Among the rules of the respondent posted in the car was one requiring passengers to deposit their fare upon entering the car. This rule was reasonable, and necessary to prevent fraud upon the company. Plaintiff was not ignorant of the rule, as shown by his testimony, and after he had seated himself in the car, and had ample time to comply with this rule, his attention was called to it, and he was requested to pay his fare. Instead of complying, plaintiff said that he was going to Yuba City, and had plenty of time to pay. The driver insisted that he must play then, to which plaintiff retorted that he, the driver, “was in too much of a hurry,” and that he, the plaintiff, “ would take a little time on that.” He was then told to get off the car, or he would be put off.
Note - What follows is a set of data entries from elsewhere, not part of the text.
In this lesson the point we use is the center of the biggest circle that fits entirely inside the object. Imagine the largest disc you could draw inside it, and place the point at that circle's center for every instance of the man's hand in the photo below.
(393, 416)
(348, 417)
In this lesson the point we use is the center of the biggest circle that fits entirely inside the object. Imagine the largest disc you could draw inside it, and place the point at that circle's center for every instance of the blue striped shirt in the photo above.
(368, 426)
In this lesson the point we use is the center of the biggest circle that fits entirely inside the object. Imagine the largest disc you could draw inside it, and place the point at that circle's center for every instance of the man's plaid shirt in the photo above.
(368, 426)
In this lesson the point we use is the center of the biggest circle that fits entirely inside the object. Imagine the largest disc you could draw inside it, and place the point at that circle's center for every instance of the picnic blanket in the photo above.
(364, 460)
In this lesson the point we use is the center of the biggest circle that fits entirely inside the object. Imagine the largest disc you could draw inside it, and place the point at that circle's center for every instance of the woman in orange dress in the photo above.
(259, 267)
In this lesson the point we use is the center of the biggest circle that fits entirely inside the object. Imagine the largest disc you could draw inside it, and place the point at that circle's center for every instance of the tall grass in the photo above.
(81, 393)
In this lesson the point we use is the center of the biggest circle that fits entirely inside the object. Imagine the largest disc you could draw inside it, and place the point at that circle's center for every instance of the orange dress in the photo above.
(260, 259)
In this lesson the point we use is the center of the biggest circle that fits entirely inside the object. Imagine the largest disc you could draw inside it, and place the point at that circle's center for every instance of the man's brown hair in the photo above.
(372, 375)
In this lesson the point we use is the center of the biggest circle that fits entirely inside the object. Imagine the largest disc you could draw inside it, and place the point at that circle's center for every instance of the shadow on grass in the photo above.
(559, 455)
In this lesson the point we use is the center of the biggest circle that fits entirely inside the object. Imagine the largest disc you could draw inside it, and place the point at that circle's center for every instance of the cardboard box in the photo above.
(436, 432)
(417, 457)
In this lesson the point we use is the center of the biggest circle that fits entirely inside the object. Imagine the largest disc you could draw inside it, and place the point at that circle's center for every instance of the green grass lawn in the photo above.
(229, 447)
Not complying with this request", the driver attempted to remove him from the car, but was • unsuccessful; and a second attempt resulted in the driver being put out on the front platform, plaintiff remarking, “ If you have any business out there on the platform, you had better attend to it.” The driver then removed an iron used to open and shut the door, and went into the car, and again ordered plaintiff to leave the car, which he then did. Appellant was not struck or injured in any way. He had ridden about a block and a half before his attention was called to the payment of his fare. He had ample time and opportunity to pay, and while not expressly refusing to pay his fare, his language and conduct amounted to a refusal to comply with a reasonable rule and proper request made by respondent, and justified respondent in removing him from the car. (Civ. Code, sec. 2188.) Nor was any *464more force, or appearance of force, resorted to than was necessary to secure his removal. That the regulation of respondent and the demand of payment of the fare at the time it was demanded were reasonable and proper, see Civil Code, sections 2186 and 2187.
The judgment and order appealed from should be affirmed.
Searls, C., and Vanclief, C., concurred.
For the reasons given in the foregoing opinion, the judgment and order appealed from are affirmed.
McFarland, J., Fitzgerald, J.
De Haven, J., concurred in the judgment.